McDonald's in Beijing
Most of McDonald's refranchising will take place in its High Growth markets, which includes China.

OAK BROOK, Ill. – McDonald’s CEO Steve Easterbrook said the fast-food chain is gaining momentum from the company’s turnaround plan. McDonald’s reported its first gains in US and global sales in two years in the third quarter; and more growth is in the future, executives with the company said during a meeting with investors on Nov. 10.

The company maintained its guidance of positive fourth quarter comparable sales in all segments. Additionally, the company’s board of directors raised the fourth quarter dividend by 5 percent to 89 cents per share. 

Steve Easterbrook, president and CEO of McDonald's Corp.
Steve Easterbrook, McDonald's CEO

“My priorities for McDonald's as a modern, progressive burger company are three-fold: driving operational growth, creating brand excitement and enhancing financial value,” Easterbrook said. “We are taking bold, urgent action to reset the business and prepare the company for the next chapter of its history.”

That next chapter will include more franchised units, the company said. McDonald’s raised its refranchising target to 4,000 restaurants from 3,500 which will accelerate the pace of refranchising and puts the global franchised percentage to about 93 percent, up from 81 percent, by the end of 2018. The adjusted refranchising target will enable McDonald’s the reach a long-term goal of becoming 95 percent franchised. Most of the refranchising will take place in the company’s High Growth Markets, which includes China, and the Foundation Market segment.

The company raised its savings target for General and Administrative expenses to $500 million, most of which will be realized by the end of 2017, McDonald’s said. The new target represents a 20 percent decrease from the company’s G&A base at the beginning of 2015. “These savings will be realized through our refranchising efforts, streamlining across corporate, segment and market organizations, primarily in non-customer facing functions, and realizing greater efficiencies in the company’s Global Business Services platform,” the company explained. “This target excludes the impact of foreign currency changes.”

Shareholders can expect to receive a higher dividend as the company increased its cash return to shareholders target to about $30 billion for the three-year period ending 2016. To accomplish this, the company will take on more debt, said Kevin Ozan, CFO. 

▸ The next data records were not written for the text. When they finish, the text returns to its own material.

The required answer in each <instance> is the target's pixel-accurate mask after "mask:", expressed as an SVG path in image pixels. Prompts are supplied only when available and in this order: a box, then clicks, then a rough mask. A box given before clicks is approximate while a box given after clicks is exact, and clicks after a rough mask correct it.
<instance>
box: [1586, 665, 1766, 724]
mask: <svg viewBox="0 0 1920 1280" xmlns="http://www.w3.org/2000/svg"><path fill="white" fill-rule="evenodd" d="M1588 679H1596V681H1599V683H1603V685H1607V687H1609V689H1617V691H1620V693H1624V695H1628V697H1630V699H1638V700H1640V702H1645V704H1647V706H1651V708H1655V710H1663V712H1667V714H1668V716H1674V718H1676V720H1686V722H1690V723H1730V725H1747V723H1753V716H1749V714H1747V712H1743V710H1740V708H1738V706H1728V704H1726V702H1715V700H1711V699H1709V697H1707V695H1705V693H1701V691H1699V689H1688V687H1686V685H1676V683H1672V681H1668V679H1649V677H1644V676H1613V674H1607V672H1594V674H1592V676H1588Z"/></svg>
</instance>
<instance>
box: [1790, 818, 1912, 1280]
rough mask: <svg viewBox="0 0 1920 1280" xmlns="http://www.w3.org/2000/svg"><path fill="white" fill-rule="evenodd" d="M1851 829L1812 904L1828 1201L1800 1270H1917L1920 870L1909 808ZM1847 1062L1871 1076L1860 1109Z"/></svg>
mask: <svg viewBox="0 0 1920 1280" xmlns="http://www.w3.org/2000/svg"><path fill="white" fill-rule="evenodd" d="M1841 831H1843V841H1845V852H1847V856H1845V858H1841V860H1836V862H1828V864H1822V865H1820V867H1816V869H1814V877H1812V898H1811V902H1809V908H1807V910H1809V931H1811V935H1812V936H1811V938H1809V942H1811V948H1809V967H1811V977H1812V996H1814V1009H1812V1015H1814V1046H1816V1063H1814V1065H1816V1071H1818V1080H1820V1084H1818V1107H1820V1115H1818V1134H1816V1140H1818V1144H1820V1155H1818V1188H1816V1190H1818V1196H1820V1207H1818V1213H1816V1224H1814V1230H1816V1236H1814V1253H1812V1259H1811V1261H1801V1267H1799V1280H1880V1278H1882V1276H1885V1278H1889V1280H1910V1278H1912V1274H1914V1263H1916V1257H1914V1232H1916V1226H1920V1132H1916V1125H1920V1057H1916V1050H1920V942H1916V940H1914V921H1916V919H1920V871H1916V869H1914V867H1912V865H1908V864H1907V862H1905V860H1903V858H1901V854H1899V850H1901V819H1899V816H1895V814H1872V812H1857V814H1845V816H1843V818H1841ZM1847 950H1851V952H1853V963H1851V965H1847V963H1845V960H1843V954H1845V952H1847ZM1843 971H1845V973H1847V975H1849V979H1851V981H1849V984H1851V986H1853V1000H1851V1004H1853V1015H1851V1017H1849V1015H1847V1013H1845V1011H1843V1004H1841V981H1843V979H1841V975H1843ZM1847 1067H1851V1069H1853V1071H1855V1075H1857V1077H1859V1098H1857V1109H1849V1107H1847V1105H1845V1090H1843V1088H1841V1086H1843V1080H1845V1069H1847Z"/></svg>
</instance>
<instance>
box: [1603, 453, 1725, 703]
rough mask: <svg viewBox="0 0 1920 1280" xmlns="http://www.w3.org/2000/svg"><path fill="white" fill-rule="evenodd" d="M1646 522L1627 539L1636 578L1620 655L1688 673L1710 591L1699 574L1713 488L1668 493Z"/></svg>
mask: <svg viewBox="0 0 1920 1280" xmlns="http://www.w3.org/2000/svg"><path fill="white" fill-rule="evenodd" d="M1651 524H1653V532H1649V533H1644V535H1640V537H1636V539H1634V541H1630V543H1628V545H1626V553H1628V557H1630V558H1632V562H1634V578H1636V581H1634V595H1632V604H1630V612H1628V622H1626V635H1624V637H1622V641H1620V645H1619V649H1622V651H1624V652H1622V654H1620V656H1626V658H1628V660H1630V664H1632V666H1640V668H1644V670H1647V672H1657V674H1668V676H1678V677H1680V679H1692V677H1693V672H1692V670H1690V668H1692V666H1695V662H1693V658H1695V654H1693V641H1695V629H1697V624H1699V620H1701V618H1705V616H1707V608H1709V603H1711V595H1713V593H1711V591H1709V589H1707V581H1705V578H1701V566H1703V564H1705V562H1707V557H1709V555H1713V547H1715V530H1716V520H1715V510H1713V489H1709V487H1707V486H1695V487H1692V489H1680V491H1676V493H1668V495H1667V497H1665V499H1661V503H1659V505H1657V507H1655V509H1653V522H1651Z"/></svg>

Kevin Ozan, CFO, McDonald's
Kevin Ozan, CFO, McDonald's

“After a thorough evaluation over the last few months, we are optimizing our capital structure by adding a meaningful amount of additional debt,” Ozan said. “Although this will result in a credit rating downgrade, this still strong investment grade credit rating enables us to efficiently and cost effectively access capital globally, while allowing for continued investment in the business and McDonald’s system.”

Ozan added that expectations for 2016 include system-wide sales growth of 3 percent to 5 percent; and operating income growth of 5 percent to 7 percent, excluding potential charges in 2016. Capital expenditures will reach about $2 billion split between opening 1,000 new restaurants and reinvesting in existing restaurants.

“Our confidence in the future of McDonald’s is well-founded. We have set in motion a series of changes in how we do business that will turn around our business at a time when the informal eating out industry continues to grow around the world,” Easterbrook said. “As we look to capitalize on this opportunity, I am inspired by the dedication and resilience displayed throughout our US, International Lead, High Growth and Foundational Market segments — each of which is making a meaningful contribution to the turnaround plan. Moving forward, we will continue to measure our progress and be held accountable at each step throughout the turnaround as we work to deliver sustained profitable growth.”